Just because someone tells you something is "halacha" doesn't mean it is "the halacha" you personally are obligated to do. And if you're a nerd fascinated by every detail of Judaism, which I've found most conversion candidates are, it's just dang interesting to know and understand what the basic halacha of a question is, and what chumrahs and minhagim exist for that same question. And it makes you a better Jew! After all, that's almost entirely what the Gemara is - debating what's the rule for a specific situation and why.

On any specific question, check with your rabbi, but you should also develop a feel for how your rabbi deals with chumrot and minhagim - many rabbis play fast and loose with the distinctions between halacha, chumrah, and minhag and don't really seem to care about the distinction. And some react poorly to being asked what kind of position X is. 

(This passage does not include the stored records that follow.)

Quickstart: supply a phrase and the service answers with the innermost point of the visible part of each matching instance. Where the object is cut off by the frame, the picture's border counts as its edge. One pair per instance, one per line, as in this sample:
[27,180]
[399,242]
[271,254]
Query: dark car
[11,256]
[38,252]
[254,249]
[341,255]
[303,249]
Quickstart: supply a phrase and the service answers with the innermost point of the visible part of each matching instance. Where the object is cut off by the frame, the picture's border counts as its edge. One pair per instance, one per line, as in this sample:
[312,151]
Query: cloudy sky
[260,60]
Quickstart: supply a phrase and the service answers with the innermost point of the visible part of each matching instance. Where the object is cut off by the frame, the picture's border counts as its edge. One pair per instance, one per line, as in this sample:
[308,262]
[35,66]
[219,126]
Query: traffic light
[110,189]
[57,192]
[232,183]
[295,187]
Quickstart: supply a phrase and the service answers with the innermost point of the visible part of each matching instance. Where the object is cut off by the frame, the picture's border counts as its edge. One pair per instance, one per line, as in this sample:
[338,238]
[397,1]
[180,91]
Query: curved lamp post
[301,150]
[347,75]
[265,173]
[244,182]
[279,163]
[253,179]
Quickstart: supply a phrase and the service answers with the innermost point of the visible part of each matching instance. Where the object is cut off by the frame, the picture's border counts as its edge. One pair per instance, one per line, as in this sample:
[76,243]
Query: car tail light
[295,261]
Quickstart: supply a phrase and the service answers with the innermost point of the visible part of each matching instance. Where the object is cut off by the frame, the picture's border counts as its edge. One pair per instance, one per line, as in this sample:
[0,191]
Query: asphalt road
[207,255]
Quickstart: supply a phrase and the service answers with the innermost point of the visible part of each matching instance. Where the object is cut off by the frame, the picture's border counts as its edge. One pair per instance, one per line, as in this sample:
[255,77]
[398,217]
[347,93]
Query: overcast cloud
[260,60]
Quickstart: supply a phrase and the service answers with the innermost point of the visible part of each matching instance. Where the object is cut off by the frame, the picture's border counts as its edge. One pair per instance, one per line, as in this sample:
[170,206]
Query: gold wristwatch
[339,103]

If it's important to you to know the difference, make sure you say so. But if you're still in the conversion process, that may not be the wisest question to ask because some say it suggests insubordination and a lack of respect for authority, which they may also call halacha shopping (#NoNotBitterWhyDoYouAsk). This can be true even with non-orthodox rabbis, so don't assume this is an orthodox-only problem. 

 

Ideally, find a rabbi who will take your questions positively and with the respect they deserve. But that's not always possible. If your local/sponsoring rabbi isn't that kind of person, then it's perfectly okay to have a second person for these kinds of questions, and that may be a friend or mentor rather than a rabbi (even better if your friend or mentor also happens to be a rabbi!). And I'll let you in on a secret - your rabbi doesn't have to know you have this other person. Because just having more than one person to ask about halacha could also be seen as insubordination, lack of respect for authority, and halacha shopping. For example, I've always advised that a pet owner get a rabbi specific for pet issues who is also a pet owner - but that doesn't mean you have to tell your rabbi that you have a "pet rabbi." After all, no one wants to be made to feel like you don't trust them with a question they feel capable of answering, even though my experience personally and professionally in the conversion space has taught me that most rabbis are completely unqualified to answer pet questions. They don't know how much they don't know.

Don't be afraid to ask questions, but use good judgment about who you ask those questions to and how you phrase it. The situation for the inherently curious conversion candidate has gotten even more toxic in the years since my own conversion. Keep being curious, even if it scares people who want you to shut up and not ask questions. This is your one, beautiful life. Learn everything!